Grey explained this sense of isolation when he said, "The way I grew up is a lot different. It's a small minority that isn't part of the rest of the world.....It's great that people are aware of me singing about stuff and talking about stuff that's real to me....But sometimes the outside world needs to understand that these people here live their lives the best way they can. Years ago, everybody used to grow a little bit of everything and sort of live off it and trade off with each other and help each other out....In north Florida, people started growing tobacco. If you had a crop fail, then you about starved because you didn't have anything else to back it up. Growing one crop for money has just about put the old-school truck farmer out of business. You either grow 5,000 acres in soy beans or something or you just about don't grow anything at all because you can't make a living at it." These are the people he still writes about, and the people we can all learn from. "Culture is created by the land, not by people," Grey insisted. "If you destroy the land, then you can't make that connection."
But Grey admits that today as a full grown man he doesn't remember a lot of the old ways. "You would be hard pressed to get me to butcher a chicken right now. I wouldn't even know how to do it. But I'll help you eat one," he said. "But the thing is we're all spoiled. That's the nature of civilization. You pay other people to do the dirty work. We're protected and spoiled by society at large, I guess....At least for me, for people my age, we can't remember some of those things. What do kids now know? They think that a chicken is something that talks on a cartoon. They don't even know that that's what they're eating."

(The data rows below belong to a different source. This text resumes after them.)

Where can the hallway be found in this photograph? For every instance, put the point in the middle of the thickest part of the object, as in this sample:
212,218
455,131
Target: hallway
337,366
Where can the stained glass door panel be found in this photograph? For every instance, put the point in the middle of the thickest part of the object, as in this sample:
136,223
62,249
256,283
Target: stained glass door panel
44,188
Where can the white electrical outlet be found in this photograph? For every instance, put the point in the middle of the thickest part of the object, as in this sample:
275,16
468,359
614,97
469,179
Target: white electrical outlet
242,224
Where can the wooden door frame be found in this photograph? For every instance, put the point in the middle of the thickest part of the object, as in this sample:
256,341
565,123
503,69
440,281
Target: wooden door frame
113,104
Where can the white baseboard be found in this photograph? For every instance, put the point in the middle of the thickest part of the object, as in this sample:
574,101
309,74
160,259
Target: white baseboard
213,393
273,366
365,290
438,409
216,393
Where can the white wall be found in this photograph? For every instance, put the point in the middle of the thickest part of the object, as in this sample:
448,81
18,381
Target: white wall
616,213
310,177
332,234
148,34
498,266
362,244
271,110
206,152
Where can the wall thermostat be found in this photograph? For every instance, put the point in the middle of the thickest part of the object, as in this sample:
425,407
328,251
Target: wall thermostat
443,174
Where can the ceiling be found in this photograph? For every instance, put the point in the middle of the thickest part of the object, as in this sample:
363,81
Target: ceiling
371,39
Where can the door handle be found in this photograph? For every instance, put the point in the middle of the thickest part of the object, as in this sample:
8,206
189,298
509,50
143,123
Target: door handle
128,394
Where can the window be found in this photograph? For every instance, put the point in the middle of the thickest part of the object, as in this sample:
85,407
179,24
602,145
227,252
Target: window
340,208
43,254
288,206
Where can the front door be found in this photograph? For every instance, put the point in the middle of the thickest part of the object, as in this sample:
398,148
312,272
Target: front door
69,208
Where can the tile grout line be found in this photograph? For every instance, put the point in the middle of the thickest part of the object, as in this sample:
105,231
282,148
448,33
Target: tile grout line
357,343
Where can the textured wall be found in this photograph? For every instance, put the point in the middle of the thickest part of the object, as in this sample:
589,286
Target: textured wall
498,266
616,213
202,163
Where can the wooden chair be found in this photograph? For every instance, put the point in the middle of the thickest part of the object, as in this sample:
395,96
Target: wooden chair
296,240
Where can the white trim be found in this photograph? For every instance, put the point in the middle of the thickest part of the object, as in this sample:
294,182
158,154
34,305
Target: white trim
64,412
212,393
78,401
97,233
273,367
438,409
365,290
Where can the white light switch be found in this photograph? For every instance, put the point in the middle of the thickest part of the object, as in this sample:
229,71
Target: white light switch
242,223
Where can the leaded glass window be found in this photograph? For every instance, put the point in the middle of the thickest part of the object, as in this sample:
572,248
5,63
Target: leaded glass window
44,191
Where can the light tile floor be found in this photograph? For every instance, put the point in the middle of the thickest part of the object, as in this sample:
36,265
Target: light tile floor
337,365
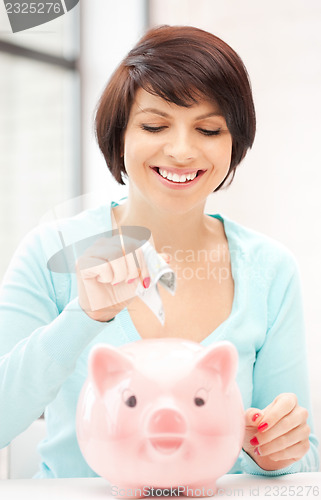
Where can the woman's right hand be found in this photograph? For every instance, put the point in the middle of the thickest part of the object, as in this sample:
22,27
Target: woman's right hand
107,280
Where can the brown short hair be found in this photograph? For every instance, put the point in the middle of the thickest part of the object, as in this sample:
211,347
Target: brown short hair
179,64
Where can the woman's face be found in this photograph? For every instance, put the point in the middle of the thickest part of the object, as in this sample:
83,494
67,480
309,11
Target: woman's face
175,156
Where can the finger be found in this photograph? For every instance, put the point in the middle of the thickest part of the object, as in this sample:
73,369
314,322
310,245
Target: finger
119,269
132,270
142,268
278,409
278,449
92,267
253,416
291,421
105,249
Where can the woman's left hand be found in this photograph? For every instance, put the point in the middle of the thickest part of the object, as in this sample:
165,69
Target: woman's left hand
278,435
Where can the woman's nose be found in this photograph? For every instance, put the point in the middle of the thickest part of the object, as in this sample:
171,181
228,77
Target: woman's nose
180,148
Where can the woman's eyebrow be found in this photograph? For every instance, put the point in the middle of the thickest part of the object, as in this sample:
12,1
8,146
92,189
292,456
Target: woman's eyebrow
165,115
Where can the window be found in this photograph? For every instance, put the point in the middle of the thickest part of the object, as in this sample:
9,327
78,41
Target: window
39,125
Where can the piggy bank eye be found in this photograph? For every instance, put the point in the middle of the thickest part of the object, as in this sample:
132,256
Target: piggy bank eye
131,401
128,398
200,397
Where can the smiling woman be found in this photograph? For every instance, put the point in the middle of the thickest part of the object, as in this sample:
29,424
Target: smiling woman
181,65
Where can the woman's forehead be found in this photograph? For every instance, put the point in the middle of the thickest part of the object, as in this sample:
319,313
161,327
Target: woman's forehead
146,102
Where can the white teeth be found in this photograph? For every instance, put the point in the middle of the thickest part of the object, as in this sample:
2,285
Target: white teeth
175,177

Still, Grey keeps uplifting this way of life, this way of understanding the world by seeing it with feet firmly planted in soil and looking toward the pines forests and the fields. He insists that the songs come from someplace other than hammering them out of his brain. "Ninety-nine percent of the time, a song just floats in off the breeze. It just comes. It just happens," he said. "Then, sometimes, I hammer, but I try not to hammer too much. Because I don't have a scalpel. I haven't learned the craft of music like some people have. For me, I'm pretty much dealing with a blunt instrument. It's best to let it come in off the breeze. I just let it happen."
We are all blessed by that creative breeze that JJ Grey has been snatching songs from. For me, it's that same mountain air that used to blow off the ridges and down through the hollers where once mine tipples stood like tall pines. When JJ Grey comes to the 10,000 Lakes Festival this month, I look forward to catching whispers of that breeze once more and let it sweep through my Southern heart that has lingered far too long in these Northern Plains. I'm going to groan with it and let it do its work on me.